Who would have thought that its settlers were fated to such a terrible end?
Father Urthney was one of the older people to have inhabited Darkshire, and among the settlers he was the oldest. His old bones had served him well in his younger days, but now they were brittle and tired. Why had the settlers not just taken him along, but welcomed him with open arms when he had followed them? Because he was a priest, a man of the church of Omni, and the people of Darkshire, as many Secondaries, believed in higher powers. After all it was no secret that Omni brought the Primes to the Omniverse. What creature could have the power to give life and bestow such immense powers as a Prime had on others, but a great deity? That was where the faith of the church of Omni stemmed from, and in the Pale Moors faith was a strong pillar that kept the people from falling to despair.

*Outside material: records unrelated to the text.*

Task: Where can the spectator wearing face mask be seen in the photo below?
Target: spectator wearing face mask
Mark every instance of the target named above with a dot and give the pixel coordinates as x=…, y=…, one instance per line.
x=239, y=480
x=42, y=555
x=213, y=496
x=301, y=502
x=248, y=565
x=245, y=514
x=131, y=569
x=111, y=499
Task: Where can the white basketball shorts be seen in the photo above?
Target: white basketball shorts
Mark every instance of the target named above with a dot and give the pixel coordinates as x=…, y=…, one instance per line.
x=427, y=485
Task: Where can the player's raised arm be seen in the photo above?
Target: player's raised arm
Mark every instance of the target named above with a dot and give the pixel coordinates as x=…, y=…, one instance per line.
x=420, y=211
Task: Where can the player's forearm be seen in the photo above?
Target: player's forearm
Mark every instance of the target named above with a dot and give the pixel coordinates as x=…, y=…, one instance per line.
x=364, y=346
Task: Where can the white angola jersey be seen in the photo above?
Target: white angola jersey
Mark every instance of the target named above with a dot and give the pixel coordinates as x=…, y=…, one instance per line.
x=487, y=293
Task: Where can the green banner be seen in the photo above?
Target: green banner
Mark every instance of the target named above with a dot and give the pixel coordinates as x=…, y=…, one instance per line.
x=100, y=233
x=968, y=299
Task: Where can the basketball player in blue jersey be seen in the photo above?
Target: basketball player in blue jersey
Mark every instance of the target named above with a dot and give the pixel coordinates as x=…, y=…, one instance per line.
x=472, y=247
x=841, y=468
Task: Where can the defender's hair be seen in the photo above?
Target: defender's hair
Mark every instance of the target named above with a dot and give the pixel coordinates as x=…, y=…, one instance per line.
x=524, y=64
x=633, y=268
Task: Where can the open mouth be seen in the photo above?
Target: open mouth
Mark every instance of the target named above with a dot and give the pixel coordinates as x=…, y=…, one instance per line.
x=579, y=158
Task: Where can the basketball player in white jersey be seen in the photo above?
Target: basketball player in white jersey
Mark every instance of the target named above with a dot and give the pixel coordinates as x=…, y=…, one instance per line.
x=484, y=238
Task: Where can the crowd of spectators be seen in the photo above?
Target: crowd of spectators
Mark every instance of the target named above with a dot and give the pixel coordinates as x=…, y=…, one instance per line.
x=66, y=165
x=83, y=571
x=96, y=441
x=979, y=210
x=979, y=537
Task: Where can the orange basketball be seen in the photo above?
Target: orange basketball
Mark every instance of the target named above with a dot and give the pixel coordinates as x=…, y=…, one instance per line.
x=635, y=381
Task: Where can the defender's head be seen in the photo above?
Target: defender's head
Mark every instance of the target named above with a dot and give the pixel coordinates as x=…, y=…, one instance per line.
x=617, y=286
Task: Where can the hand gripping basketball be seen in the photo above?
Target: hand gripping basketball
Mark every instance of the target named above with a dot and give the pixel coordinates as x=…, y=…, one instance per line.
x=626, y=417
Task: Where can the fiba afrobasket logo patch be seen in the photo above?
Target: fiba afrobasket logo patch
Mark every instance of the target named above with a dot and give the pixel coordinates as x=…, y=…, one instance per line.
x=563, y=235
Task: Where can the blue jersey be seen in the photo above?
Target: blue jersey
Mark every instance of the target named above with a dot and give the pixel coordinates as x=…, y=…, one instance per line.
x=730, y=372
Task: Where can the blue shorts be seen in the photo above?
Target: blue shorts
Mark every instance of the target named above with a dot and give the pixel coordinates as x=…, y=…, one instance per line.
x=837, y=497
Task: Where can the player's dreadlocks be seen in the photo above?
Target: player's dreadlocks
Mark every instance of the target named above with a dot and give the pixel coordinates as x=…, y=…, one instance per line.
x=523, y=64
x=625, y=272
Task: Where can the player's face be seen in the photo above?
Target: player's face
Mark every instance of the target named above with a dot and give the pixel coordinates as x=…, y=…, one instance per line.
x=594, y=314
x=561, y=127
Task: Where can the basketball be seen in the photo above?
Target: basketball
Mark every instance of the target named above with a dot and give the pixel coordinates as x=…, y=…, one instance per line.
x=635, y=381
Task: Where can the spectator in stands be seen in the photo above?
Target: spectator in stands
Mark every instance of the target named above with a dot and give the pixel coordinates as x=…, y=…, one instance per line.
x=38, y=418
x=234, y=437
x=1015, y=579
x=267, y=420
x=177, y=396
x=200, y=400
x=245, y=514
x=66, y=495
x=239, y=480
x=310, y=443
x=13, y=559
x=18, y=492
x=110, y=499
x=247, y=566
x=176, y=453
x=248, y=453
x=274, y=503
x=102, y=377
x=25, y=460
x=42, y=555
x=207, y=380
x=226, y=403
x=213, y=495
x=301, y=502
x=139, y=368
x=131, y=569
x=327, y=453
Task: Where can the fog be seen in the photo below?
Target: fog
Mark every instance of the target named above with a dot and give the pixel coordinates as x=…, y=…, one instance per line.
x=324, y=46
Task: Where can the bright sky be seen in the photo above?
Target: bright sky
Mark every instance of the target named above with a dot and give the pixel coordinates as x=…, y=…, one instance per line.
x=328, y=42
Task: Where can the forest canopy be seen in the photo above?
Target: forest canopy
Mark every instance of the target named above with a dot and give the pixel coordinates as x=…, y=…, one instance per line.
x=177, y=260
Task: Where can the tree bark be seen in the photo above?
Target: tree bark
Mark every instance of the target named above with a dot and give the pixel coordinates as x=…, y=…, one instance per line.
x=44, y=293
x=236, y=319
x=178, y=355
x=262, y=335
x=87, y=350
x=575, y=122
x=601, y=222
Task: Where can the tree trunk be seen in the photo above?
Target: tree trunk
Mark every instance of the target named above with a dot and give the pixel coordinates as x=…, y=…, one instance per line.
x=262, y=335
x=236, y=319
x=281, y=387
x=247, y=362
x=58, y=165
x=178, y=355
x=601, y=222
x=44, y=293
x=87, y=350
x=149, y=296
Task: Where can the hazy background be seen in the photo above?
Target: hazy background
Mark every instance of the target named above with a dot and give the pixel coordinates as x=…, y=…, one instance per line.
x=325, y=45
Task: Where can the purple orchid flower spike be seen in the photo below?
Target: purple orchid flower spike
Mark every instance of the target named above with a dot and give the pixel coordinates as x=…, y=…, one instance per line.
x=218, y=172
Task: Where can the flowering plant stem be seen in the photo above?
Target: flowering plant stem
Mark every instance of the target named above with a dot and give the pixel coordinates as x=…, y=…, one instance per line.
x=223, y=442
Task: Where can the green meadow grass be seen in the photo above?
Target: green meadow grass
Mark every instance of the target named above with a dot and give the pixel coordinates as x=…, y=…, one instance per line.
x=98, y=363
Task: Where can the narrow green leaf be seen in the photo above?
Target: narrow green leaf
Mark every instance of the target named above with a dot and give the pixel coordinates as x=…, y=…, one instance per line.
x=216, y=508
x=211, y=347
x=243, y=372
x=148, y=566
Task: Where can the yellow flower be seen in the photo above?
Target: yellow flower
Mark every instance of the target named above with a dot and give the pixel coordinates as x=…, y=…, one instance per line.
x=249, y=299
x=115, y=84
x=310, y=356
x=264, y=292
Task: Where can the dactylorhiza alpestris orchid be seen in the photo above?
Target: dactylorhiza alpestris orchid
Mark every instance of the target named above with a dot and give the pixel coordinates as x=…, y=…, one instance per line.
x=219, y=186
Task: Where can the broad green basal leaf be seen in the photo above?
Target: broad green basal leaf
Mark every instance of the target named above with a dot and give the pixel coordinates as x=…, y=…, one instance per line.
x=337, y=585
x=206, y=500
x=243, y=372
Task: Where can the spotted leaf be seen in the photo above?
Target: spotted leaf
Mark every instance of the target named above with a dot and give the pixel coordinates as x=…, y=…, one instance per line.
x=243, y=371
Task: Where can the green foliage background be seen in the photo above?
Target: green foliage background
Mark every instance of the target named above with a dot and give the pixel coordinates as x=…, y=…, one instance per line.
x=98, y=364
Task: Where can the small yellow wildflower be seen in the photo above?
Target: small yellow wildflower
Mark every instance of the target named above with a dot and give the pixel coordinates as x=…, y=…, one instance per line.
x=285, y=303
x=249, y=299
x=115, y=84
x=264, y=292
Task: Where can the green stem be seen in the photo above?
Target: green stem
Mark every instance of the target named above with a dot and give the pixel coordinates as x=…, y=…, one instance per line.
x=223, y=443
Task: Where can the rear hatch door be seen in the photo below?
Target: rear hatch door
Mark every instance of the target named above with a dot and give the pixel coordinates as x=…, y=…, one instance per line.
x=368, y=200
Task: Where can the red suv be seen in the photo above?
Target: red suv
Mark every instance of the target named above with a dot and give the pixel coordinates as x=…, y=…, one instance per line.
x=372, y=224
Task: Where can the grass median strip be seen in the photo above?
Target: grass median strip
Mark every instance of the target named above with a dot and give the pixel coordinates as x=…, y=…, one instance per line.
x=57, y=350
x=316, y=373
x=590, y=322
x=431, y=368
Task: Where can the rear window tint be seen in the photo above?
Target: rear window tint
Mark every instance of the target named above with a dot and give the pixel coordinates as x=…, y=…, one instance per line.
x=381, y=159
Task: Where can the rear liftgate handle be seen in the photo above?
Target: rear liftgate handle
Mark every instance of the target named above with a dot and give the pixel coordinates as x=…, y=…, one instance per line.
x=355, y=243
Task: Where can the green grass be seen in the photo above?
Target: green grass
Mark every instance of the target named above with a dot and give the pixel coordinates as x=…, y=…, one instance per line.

That evening the Father held a sermon, preaching about the sacrifice of Tyrael and the hope that he had given them all by giving himself to the darkness so that the Omniverse may be safe. He held it alone, because the altar boy had fallen ill and was bedridden. The people of Darkshire attended and together they prayed. After the mess they left and the Father went to extinguish the candles and close the doors of the church for the night. But in the dusk’s fading light he failed to notice the single wet leaf on the ground that one of the settlers had brought in. As he climbed the stairs to extinguish the last two candles to the left and right of the central altar, he slid and fell to the ground, his outstretched arm knocked over the candle and it fell onto the white cloth that was draped over the altar. And because Father Urthney hit his head on the stairs and fell unconscious at the foot of the altar there was nobody to stop the flame from spreading and growing.
New Darkshire, praised by its inhabitants to be their second chance granted to them by the merciful lord Omni, would be consumed that night by the fire born from its church. What an irony.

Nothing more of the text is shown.